CapraTube remix - Transparent Tribe’s Android spyware targeting gamers, weapons enthusiasts
July 2024 by SentinelOne
Transparent Tribe (aka APT 36, Operation C-Major) has been active since at least 2016 with attacks against Indian government and military personnel. The group relies heavily on social engineering attacks to deliver a variety of Windows and Android spyware, including spear-phishing and watering hole attacks.
In September 2023, SentinelLabs outlined the CapraTube campaign, which used weaponised Android applications (APK) designed to mimic YouTube, often in a suspected dating context due to the nature of the videos served. The activity highlighted in this report shows the continuation of this technique with updates to the social engineering pretexts as well as efforts to maximise the spyware’s compatibility with older versions of the Android operating system while expanding the attack surface to include modern versions of Android.
The previous CapraTube campaign had one APK called Piya Sharma that was likely used in a romance-themed social engineering pretext. The new campaign continues that trend with the Sexy Videos app. While two of the previously reported apps launched only YouTube with no query, the YouTube apps from this campaign are each preloaded with a query related to the application’s theme. The TikTok app launches YouTube with the query “Tik Toks,” and the Weapons app launches the Forgotten Weapons YouTube channel, which reviews a variety of classic ar ms and has 2.7 Million subscribers.
The most significant changes between this campaign and the September 2023 campaign are to app compatibility. The newest CapraRAT APKs SentinelLabs identified now contain references to Android’s Oreo version (Android 8.0), which was released in 2017. Previous versions relied on the device running Lollipop (Android 5.1), which was released in 2015 and is less likely to be compatible with modern Android devices.
Key points
• SentinelLabs has identified four new CapraRAT APKs associated with suspected Pakistan state-aligned actor Transparent Tribe.
• These APKs continue the group’s trend of embedding spyware into curated video browsing applications, with a new expansion targeting mobile gamers, weapons enthusiasts, and TikTok fans.
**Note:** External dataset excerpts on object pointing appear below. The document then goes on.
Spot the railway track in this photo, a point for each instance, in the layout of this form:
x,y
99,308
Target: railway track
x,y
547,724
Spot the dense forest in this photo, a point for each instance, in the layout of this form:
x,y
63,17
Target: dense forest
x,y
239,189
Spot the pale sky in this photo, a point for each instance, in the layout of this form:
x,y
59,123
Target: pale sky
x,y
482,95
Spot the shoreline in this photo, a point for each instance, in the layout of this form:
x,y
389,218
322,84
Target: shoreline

• The overall functionality remains the same, with the underlying code updated to better suit modern Android devices.
Conclusion
The updates to the CapraRAT code between the September 2023 campaign and the current campaign are minimal but suggest the developers are focused on making the tool more reliable and stable. The decision to move to newer versions of the Android OS is logical and likely aligns with the group’s sustained targeting of individuals in the Indian government or military space who are unlikely to use devices running older versions of Android, such as Lollipop, which was released eight years ago.
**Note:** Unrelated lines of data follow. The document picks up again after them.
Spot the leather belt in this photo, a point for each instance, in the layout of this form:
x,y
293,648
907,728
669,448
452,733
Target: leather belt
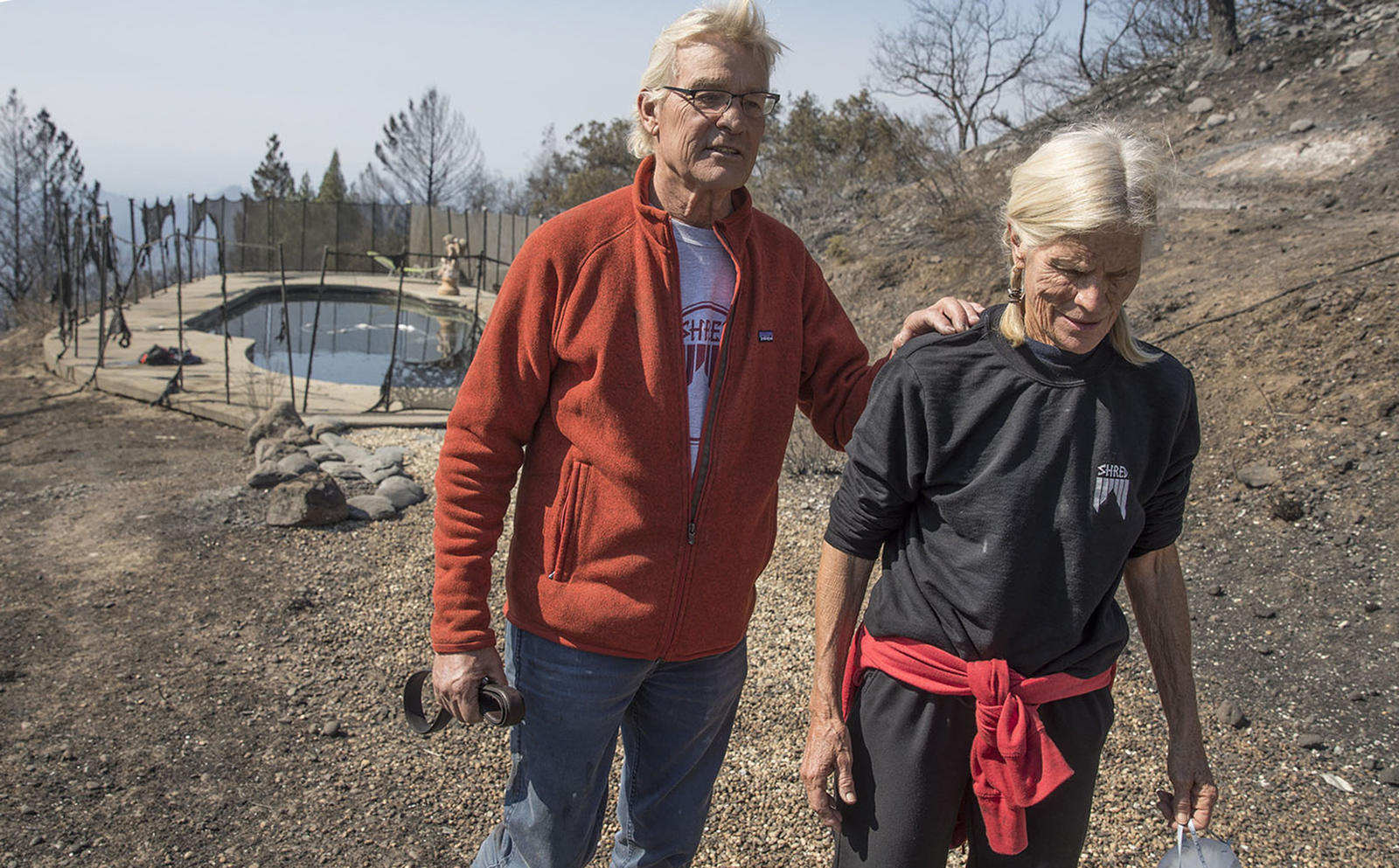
x,y
501,705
The APK theme updates show the group continues to lean into its social engineering prowess to gain a wider audience of targets who would be interested in the new app lures, such as mobile gamers or weapons enthusiasts.
To help prevent compromise by CapraRAT and similar malware, users should always evaluate the permissions requested by an app to determine if they are necessary. For example, an app that only displays TikTok videos does not need the ability to send SMS messages, make calls, or record the screen. In incident response scenarios, treat the related network indicators of compromise as suspect, including the use of port 18582, and search suspect apps for the presence of strings using the unique method names outlined in the Spyware Activities & C2 section of this report.